- Born: October 21, 1836 Clinton County, Ohio, US
- Died: July 30, 1907 (aged 70)
- Buried: Maple Grove Cemetery, Wichita, Kansas, US
- Allegiance: United States of America
- Branch: United States Army
- Rank: Captain
- Unit: Company F, 20th Indiana Infantry
- Conflicts: American Civil War Battle of North Anna
- Awards: Medal of Honor

= Jonathan C. Kirk =

Jonathan C. Kirk (October 21, 1836 - July 30, 1907) was a Union Army soldier in the American Civil War who received the U.S. military's highest decoration, the Medal of Honor.

Kirk was born in Clinton County, Ohio, and he entered service in Wilmington, Ohio. Kirk was awarded the Medal of Honor for his actions at the Battle of North Anna on May 23, 1864 when he single-handedly captured 13 armed Confederate Army soldiers as a captain with Company F, 20th Indiana Infantry.

His Medal of Honor was issued on June 13, 1894.

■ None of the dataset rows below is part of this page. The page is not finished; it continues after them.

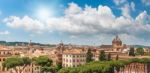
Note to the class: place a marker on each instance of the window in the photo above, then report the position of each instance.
(73, 60)
(73, 56)
(77, 60)
(70, 60)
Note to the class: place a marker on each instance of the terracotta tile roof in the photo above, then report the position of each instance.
(106, 46)
(74, 51)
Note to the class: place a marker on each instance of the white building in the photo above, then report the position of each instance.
(73, 58)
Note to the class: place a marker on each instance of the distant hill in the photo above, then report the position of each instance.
(23, 43)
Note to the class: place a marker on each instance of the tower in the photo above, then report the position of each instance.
(117, 44)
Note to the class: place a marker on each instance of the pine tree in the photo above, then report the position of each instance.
(131, 52)
(109, 57)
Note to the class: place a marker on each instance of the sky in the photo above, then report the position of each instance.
(83, 22)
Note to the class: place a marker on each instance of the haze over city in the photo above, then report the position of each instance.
(85, 22)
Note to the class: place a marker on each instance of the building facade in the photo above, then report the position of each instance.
(73, 58)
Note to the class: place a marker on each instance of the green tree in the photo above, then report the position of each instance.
(140, 51)
(131, 51)
(109, 57)
(59, 66)
(102, 56)
(89, 56)
(44, 62)
(17, 63)
(117, 57)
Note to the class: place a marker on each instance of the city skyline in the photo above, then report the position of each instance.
(87, 22)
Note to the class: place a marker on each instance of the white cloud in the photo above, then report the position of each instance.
(26, 23)
(132, 6)
(146, 2)
(87, 21)
(118, 2)
(126, 10)
(4, 32)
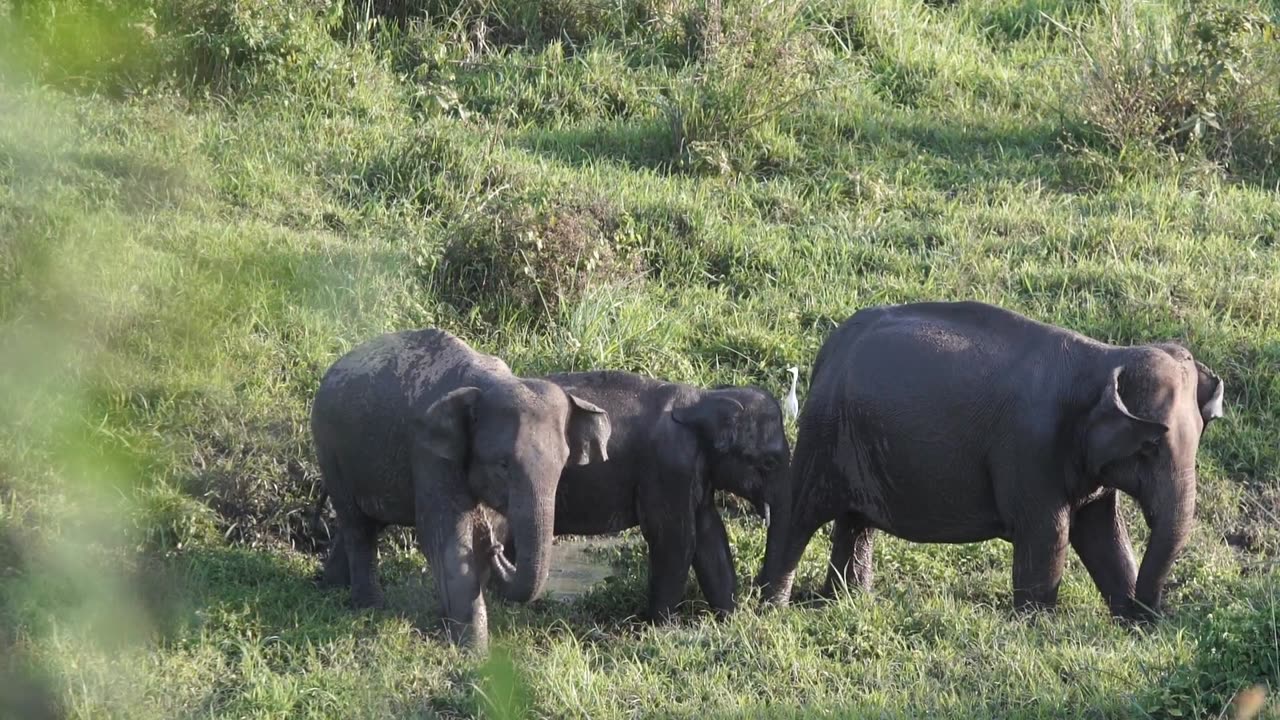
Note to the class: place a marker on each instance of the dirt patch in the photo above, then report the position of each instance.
(264, 488)
(533, 261)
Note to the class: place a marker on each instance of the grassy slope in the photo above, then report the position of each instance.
(179, 272)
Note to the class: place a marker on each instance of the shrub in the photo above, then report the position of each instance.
(725, 112)
(1205, 82)
(539, 22)
(220, 40)
(524, 259)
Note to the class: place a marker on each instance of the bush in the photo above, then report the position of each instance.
(539, 22)
(520, 259)
(219, 40)
(725, 113)
(1206, 82)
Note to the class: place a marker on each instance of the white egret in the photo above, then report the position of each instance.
(791, 405)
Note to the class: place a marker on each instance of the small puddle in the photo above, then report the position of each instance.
(576, 566)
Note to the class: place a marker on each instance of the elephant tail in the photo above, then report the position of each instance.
(318, 514)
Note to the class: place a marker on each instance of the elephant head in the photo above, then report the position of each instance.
(741, 437)
(513, 441)
(1142, 436)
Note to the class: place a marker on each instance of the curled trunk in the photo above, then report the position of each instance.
(533, 525)
(1169, 507)
(775, 578)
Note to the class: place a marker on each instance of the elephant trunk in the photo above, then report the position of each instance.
(531, 525)
(773, 579)
(1170, 509)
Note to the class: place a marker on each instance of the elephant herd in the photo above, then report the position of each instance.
(933, 422)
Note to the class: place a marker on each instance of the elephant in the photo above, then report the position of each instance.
(416, 428)
(964, 422)
(672, 447)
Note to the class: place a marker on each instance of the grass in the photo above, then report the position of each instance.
(196, 222)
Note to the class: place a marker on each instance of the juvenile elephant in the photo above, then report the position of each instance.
(416, 428)
(963, 422)
(671, 447)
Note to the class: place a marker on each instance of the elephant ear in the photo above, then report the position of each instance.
(1112, 432)
(1208, 393)
(714, 418)
(444, 429)
(588, 432)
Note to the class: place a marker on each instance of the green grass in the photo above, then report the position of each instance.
(196, 220)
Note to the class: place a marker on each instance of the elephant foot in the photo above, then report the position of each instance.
(1137, 615)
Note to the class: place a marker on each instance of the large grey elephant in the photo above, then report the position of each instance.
(964, 422)
(671, 449)
(416, 428)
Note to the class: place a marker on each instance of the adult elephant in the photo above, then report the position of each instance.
(671, 449)
(964, 422)
(416, 428)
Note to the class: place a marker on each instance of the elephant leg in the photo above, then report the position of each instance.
(671, 554)
(360, 540)
(1102, 542)
(448, 541)
(713, 561)
(1040, 555)
(337, 569)
(850, 556)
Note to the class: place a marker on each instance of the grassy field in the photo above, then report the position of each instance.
(204, 204)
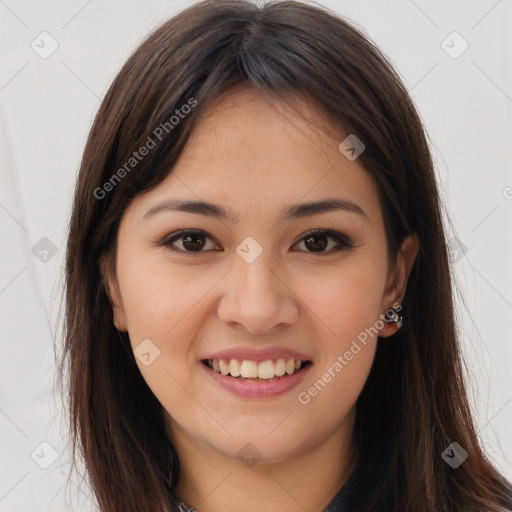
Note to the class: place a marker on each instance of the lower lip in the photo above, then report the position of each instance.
(253, 389)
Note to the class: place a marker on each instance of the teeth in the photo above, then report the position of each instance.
(251, 369)
(234, 368)
(266, 370)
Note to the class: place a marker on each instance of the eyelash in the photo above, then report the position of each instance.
(343, 241)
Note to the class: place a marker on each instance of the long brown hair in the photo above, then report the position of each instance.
(414, 403)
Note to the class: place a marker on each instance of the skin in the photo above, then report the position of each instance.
(256, 157)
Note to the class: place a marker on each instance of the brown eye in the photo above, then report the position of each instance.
(316, 241)
(191, 241)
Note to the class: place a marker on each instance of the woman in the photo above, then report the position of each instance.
(259, 305)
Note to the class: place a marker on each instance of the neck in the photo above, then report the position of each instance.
(211, 481)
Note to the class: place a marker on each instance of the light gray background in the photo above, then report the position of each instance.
(46, 109)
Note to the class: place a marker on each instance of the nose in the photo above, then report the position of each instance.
(257, 297)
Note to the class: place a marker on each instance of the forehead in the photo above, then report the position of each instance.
(254, 153)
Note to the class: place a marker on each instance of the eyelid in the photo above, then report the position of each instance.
(343, 241)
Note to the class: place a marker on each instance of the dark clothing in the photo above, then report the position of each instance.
(340, 503)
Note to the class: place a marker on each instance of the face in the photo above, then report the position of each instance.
(254, 285)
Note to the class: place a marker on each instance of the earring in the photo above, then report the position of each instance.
(392, 317)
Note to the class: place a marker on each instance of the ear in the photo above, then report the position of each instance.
(397, 280)
(114, 295)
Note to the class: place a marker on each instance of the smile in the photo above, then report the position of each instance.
(252, 379)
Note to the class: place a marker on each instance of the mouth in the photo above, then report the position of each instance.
(254, 371)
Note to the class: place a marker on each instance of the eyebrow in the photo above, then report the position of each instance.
(222, 212)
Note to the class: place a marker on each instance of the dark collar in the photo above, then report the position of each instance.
(340, 503)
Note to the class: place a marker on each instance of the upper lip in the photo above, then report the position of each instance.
(258, 355)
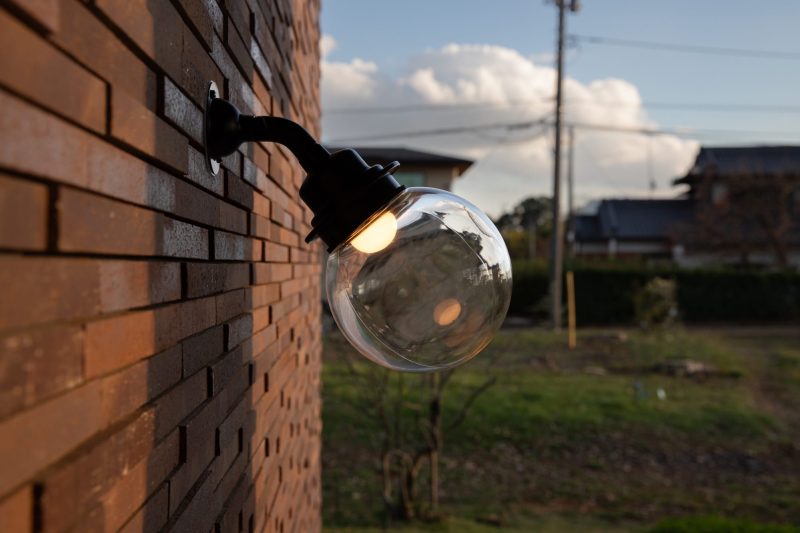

==Medal of Honor citation==

The President of the United States of America, in the name of Congress, takes pleasure in presenting the Medal of Honor to Captain Jonathan C. Kirk, United States Army, for extraordinary heroism on 23 May 1864, while serving with Company F, 20th Indiana Infantry, in action at North Anna River, Virginia. Captain Kirk volunteered for dangerous service and single-handedly captured 13 armed Confederate soldiers and marched them to the rear.